Suara.com - Pemerintah China mendesak Amerika Serikat untuk menahan eskalasi konflik di Selat Hormuz yang dinilai berpotensi mengganggu pasokan energi global dan rantai distribusi internasional.
Peringatan itu disampaikan Beijing di tengah meningkatnya kekhawatiran negara-negara Asia terhadap stabilitas pasokan bahan bakar dari kawasan Timur Tengah.
China Siap Jaga Stabilitas Energi
Juru Bicara Kementerian Luar Negeri China, Lin Jian, menegaskan Beijing siap berkoordinasi dengan seluruh pihak untuk menjaga keamanan energi global.
"China siap menjaga komunikasi dengan semua pihak guna bersama-sama menjaga keamanan energi global serta stabilitas rantai industri dan pasokan," kata Lin Jian dalam konferensi pers di Beijing, Rabu (29/4/2026).
Untuk mengantisipasi potensi gangguan pasokan, China menyetujui ekspor tambahan bahan bakar sebanyak 500.000 metrik ton pada Mei 2026 untuk pasar internasional di luar Hong Kong.

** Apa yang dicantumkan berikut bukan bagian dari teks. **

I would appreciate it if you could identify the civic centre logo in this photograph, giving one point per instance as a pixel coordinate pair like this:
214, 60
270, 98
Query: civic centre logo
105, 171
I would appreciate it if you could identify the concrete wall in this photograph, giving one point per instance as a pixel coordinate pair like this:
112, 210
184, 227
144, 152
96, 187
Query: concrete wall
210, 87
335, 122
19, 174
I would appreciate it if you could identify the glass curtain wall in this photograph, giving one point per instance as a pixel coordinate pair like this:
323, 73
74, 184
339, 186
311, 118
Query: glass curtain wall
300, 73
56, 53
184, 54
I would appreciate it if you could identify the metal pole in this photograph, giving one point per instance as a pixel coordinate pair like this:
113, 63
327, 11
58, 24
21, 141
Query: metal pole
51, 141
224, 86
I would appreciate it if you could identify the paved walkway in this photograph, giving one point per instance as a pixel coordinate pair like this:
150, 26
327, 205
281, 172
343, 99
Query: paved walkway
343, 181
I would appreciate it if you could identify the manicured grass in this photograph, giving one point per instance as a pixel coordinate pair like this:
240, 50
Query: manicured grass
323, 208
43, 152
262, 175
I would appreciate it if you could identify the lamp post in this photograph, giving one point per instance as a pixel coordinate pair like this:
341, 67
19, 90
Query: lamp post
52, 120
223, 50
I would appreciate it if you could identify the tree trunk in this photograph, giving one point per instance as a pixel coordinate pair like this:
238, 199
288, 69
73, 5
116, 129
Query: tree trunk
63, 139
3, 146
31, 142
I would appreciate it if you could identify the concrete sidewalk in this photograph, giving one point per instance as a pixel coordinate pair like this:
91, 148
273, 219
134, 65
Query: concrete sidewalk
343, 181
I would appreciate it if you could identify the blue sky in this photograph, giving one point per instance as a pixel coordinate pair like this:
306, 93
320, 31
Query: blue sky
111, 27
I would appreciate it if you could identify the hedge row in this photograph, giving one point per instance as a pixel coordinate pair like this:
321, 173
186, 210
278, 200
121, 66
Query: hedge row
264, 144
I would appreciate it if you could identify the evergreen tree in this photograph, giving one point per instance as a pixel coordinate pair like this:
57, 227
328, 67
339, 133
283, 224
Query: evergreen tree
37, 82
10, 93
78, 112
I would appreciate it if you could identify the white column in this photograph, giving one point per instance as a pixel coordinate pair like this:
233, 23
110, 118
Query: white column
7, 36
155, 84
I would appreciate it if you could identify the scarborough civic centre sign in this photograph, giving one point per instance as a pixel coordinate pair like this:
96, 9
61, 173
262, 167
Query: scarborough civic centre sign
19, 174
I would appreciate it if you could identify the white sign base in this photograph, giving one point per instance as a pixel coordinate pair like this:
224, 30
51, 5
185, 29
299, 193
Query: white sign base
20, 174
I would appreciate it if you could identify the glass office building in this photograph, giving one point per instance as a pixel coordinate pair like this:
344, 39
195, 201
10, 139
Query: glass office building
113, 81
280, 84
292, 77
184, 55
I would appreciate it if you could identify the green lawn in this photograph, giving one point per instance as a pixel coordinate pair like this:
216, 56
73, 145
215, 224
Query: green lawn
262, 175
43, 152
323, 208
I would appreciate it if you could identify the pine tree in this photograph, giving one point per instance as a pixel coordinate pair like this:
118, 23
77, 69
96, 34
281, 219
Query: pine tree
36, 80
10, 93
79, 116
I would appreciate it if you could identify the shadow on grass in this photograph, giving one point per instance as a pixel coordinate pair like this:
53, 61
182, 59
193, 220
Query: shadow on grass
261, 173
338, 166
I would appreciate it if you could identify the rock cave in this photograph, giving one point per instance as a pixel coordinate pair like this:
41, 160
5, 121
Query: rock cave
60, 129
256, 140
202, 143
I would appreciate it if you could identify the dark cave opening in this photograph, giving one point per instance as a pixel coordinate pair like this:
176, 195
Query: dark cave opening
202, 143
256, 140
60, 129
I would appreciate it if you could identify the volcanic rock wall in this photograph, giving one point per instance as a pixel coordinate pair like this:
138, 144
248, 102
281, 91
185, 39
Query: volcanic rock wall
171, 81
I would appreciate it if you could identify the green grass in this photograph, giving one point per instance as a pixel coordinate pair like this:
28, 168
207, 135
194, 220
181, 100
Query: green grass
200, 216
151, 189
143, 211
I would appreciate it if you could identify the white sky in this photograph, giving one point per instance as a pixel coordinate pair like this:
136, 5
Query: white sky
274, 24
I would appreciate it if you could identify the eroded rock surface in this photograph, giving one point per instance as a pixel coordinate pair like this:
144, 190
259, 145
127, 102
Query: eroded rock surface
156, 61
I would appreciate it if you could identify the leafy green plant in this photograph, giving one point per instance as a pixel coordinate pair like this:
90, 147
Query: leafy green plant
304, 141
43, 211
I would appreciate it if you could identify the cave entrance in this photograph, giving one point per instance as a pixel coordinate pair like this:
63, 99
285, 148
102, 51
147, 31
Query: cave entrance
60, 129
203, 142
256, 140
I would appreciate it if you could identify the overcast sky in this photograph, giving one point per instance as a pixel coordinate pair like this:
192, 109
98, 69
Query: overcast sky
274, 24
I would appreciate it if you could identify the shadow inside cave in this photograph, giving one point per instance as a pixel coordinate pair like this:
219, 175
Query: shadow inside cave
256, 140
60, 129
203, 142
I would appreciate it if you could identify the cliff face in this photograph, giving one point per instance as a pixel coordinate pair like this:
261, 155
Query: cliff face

Jumlah tersebut hampir dua kali lipat dibandingkan alokasi April, meski masih di bawah rata-rata ekspor pada periode yang sama tahun lalu.
Desak Gencatan Senjata
Lin Jian menilai konflik di Timur Tengah telah menekan pasokan energi dunia dan berdampak luas terhadap banyak negara.
"Konflik di Timur Tengah sedang menekan pasokan bahan bakar global. Banyak negara merasakan dampaknya," ujarnya.

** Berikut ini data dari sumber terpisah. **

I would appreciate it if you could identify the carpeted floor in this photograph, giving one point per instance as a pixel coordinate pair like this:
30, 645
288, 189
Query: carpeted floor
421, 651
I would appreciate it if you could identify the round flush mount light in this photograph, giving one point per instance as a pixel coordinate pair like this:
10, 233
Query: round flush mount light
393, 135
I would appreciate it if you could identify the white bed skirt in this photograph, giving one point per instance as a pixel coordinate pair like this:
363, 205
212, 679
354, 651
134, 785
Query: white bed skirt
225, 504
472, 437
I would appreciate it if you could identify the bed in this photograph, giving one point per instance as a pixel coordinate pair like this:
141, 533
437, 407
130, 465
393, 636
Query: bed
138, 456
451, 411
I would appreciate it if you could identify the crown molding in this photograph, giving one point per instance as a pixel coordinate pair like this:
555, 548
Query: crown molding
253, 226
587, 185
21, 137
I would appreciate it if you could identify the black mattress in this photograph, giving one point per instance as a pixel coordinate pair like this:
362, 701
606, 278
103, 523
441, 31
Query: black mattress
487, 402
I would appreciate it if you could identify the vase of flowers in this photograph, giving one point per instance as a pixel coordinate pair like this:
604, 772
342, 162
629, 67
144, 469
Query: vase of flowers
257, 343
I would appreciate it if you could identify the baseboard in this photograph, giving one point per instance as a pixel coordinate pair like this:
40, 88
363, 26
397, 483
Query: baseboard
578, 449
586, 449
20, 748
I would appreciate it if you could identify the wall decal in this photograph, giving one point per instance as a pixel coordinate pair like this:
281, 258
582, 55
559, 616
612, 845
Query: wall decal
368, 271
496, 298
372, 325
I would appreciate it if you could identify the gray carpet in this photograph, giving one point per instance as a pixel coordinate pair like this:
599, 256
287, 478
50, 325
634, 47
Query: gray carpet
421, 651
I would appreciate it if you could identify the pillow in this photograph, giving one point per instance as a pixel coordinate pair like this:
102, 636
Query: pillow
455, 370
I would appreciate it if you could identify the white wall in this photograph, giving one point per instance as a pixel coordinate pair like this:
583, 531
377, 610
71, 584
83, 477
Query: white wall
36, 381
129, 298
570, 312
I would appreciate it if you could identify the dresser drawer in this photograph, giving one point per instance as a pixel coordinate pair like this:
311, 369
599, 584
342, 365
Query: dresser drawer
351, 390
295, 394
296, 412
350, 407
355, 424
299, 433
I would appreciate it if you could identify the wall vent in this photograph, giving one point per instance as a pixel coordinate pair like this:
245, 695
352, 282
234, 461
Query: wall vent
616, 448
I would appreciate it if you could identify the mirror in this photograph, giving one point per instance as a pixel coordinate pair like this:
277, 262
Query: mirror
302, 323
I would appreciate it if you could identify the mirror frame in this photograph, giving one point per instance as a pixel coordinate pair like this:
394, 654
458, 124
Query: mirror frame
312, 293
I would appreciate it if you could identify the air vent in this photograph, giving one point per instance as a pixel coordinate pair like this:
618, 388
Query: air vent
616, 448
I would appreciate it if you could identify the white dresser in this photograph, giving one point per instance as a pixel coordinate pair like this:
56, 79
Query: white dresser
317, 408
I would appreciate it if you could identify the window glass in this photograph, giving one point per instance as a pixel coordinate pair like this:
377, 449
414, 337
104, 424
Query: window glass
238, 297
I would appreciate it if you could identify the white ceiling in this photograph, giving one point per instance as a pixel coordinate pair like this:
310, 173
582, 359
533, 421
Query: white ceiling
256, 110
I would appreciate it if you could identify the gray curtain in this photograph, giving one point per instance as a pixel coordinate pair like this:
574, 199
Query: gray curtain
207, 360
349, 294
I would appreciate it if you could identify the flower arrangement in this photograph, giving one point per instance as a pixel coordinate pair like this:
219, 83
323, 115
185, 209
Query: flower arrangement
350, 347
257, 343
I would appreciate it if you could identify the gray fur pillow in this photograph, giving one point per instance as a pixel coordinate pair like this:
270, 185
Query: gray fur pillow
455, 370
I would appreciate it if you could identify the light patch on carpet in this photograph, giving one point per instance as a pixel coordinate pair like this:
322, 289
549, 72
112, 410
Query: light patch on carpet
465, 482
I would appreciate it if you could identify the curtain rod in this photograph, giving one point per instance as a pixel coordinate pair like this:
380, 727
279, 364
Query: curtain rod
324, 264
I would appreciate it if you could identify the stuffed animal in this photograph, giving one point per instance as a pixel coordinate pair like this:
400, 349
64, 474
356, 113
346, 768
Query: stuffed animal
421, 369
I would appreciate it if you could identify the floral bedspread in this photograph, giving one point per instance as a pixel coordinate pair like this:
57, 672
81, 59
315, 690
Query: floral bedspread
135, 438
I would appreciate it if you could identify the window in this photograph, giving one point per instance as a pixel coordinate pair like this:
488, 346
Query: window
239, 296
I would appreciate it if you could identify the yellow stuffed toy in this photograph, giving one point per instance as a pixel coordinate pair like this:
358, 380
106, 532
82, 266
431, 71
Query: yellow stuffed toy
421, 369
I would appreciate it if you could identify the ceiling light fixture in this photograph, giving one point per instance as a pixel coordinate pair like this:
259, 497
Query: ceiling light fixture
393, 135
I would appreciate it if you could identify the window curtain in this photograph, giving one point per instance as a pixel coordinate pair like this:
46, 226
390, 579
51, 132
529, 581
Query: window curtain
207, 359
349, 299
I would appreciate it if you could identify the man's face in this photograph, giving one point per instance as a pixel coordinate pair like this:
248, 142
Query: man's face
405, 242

Ia menekankan bahwa solusi mendasar adalah mencegah konflik terbuka kembali terjadi dan mendorong semua pihak menuju gencatan senjata permanen.

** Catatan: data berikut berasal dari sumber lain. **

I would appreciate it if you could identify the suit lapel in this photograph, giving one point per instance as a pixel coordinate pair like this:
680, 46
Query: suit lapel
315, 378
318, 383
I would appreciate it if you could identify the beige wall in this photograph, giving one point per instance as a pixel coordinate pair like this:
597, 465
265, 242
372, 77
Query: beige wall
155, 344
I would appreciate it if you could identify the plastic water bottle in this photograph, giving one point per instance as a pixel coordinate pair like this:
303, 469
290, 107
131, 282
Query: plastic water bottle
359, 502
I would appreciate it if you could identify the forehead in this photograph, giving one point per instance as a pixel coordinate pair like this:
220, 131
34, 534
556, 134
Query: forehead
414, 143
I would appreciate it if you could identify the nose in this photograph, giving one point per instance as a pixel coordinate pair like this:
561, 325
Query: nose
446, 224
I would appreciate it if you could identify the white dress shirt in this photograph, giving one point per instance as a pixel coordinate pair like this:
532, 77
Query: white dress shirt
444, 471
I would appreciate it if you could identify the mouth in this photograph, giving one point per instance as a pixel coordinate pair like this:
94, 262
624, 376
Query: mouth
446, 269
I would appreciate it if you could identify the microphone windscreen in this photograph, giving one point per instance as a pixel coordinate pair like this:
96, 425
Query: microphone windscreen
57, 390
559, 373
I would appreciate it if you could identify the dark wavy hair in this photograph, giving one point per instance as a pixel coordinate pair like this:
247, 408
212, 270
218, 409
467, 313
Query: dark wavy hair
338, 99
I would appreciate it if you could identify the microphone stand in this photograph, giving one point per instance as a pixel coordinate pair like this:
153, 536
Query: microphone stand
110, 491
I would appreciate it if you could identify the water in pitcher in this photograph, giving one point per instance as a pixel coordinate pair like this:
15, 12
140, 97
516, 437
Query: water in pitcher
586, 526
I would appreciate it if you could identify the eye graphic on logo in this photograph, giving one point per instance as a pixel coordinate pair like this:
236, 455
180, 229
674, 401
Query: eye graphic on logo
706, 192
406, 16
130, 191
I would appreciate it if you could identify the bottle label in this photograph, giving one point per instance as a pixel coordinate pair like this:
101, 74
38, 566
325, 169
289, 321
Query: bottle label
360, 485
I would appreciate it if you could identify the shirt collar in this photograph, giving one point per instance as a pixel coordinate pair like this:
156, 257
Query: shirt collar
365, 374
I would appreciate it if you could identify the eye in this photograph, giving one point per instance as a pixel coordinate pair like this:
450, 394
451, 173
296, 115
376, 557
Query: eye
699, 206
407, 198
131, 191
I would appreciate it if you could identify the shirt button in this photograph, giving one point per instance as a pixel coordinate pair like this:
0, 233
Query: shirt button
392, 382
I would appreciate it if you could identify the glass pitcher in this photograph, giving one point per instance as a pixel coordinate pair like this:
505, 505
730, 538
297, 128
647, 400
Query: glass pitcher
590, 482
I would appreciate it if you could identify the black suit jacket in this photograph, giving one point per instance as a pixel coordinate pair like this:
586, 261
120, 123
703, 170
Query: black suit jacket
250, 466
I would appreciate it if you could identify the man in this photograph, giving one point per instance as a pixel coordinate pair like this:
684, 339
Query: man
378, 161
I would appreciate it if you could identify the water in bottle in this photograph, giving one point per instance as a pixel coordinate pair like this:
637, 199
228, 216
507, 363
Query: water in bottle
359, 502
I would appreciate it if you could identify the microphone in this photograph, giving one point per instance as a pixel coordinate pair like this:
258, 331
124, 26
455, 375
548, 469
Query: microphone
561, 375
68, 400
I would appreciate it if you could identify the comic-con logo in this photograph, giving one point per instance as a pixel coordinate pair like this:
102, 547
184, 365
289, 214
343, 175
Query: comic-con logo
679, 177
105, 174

China Perkuat Ekspor Bahan Bakar
Lebih dari separuh kuota ekspor tambahan dialokasikan untuk Sinopec. Sementara itu, PetroChina mendapat jatah 150.000 ton dan CNOOC sebanyak 40.000 ton.
Ekspor tersebut didominasi produk diesel dan bahan bakar jet, yang diperkirakan mencapai sekitar 40 persen dari total volume.
Langkah ini diambil setelah permintaan bensin domestik China melemah seiring meningkatnya penggunaan kendaraan listrik.